Three decades ago, the country launched and then completed a successful effort to boost the fuel-efficiency of cars and trucks. Then, the concept waned, even as early warnings of high costs gave way to a consensus about the wisdom of taking such a step. Now the Obama White House has given the idea new momentum. A week ago, the administration unveiled final plans to require automakers to meet an average fuel economy standard of 54.5 miles per gallon by 2025.
That represents a marked leap from the current 29 miles per gallon. What should be stressed is that the advance long has been in the works. The administration already had established an interim standard of 35.5 mpg by 2016. In setting the ambitious schedule, officials sat down with automakers, engaging in hard negotiations to address concerns and ultimately winning their participation.
One reasonable concession achieved by the companies involves a mid-program review, at the end of the decade, taking the measure of the plan and making adjustments, if necessary. In that way, the administration has demonstrated the flexibility many critics contend it resists.
No question, the implementation will result in higher costs, as new technologies are applied. Worth stressing are the greater benefits. Projections are the country will reduce oil consumption by roughly 3 million barrels per day, or the amount imported today from the Persian Gulf and Venezuela. Consumers will spend less time at the pump, saving as much as $8,000 during the life of a 2025 model car. For Ohioans, the estimated savings have been put at $2.7 billion by 2030, or $1.2 billion more than the additional cost.
If the standards promise to reduce the country’s consumption on foreign oil, they also amount to its most aggressive attempt ever to curb greenhouse gas emissions, the culprit in climate change. Transportation accounts for one-third of the country’s greenhouse emissions.

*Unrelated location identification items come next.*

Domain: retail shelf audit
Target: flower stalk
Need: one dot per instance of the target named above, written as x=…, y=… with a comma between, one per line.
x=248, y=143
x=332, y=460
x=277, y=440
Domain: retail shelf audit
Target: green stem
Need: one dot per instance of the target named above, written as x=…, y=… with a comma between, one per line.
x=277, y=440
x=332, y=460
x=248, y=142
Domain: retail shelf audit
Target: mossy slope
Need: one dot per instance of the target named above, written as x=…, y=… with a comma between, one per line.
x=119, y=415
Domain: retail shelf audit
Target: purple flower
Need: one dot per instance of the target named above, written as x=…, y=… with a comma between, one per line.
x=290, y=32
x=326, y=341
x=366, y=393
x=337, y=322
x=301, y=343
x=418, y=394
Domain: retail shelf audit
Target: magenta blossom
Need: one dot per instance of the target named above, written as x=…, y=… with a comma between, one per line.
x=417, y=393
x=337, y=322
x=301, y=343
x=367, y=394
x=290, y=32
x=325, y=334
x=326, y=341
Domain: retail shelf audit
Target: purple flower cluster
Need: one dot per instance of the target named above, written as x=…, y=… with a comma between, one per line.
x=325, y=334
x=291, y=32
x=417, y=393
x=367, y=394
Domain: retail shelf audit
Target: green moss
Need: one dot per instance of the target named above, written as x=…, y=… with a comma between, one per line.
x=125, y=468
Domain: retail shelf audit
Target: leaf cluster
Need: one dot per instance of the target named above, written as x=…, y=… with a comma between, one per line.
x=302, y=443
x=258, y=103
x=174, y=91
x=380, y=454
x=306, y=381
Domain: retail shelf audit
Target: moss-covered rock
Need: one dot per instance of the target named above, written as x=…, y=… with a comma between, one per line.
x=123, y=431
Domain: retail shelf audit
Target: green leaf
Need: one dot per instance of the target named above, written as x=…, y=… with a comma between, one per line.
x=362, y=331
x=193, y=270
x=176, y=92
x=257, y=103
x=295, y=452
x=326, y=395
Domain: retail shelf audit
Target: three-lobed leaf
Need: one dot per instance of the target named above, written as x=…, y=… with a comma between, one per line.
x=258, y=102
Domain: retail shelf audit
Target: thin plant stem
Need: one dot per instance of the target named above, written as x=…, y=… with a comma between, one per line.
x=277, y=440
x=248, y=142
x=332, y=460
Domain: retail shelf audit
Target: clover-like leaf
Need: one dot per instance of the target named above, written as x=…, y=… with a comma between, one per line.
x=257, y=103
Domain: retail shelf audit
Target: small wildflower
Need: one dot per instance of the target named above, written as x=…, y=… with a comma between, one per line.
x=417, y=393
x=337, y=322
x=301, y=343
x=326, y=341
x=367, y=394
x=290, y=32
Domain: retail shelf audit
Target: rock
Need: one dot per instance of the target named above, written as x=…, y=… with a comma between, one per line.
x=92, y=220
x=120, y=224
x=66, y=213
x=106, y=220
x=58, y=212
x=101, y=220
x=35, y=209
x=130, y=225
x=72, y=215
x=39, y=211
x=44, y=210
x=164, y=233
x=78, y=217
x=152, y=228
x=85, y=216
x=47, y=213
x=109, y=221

The estimate is, the standards, once fully implemented, would lower greenhouse emissions by the equivalent of shutting down 65 coal-fired power plants.
Much of the improvement will be achieved through technological advances, whether in the design or engineering of vehicles. Some automakers (Nissan, for instance) are expected to pursue in a bigger way cars powered by electricity. Whatever the course, the economic benefit comes in the pursuit of innovation, adding investment, upgrading the country’s competitiveness.
The National Resources Defense Council recently released a report, “Driving Growth,” that reinforces the thinking about an auto industry gaining from the emergence of new technologies. The potential can be found at the new Timken Engineered Surfaces Laboratory at the University of Akron, exploring such things as improved coatings and stronger yet lighter materials. The fuel-efficiency standards represent a welcome challenge to the industry and the country, one that has the potential for an array of rewards, environmental and economic, if it is met.